If $S_7$ is the symmetric group on 7 elements and $H \leq S_7$ is a subgroup with $|H| = 15$, then $H$ is a subgroup of order $pq$ where $p \nmid q-1$ for $p=3$ and $q=5$. This would imply that $H$ is cyclic.
I think the remaining portion of this proof relies on arriving at a contradiction when assuming that $S_7$ has a cyclic subgroup of order 15, but I'm struggling with the details. If $H$ is such a cyclic subgroup, then we can write $H = \langle \pi \rangle$ for some $\pi \in S_7$, but $\pi$ can be written as a product of disjoint cycles. So $\pi$ might look like
$$ \pi = (1,2)(3,4,5)(6,7), \quad \text{or}\quad \pi = (1,2,3,4)(5,6,7), $$
etc. For either of the two examples above, the order of the cyclic subgroup generated by $\pi$ should be the least common multiple of all of the cycle lengths, i.e., least common multiple of 2 and 3 which is 6, or the least common multiple of 4 and 3 which is 12.

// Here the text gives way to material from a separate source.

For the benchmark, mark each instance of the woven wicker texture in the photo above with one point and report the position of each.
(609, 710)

How can I show that the least common multiple of the disjoint cycles for any possible $\pi$ cannot be equal to 15?
In $S_7$ there can't be elements of the cycle types which would lead to $15$ as order (namely $(a_1a_2a_3a_4a_5)(a_6a_7a_8)$ and $(a_1\dots a_{15})$), because $S_7$ comprises all and only the permutations on $7$ symbols. So, there are elements of order $15$ in $S_n$ only for $n\ge 8$.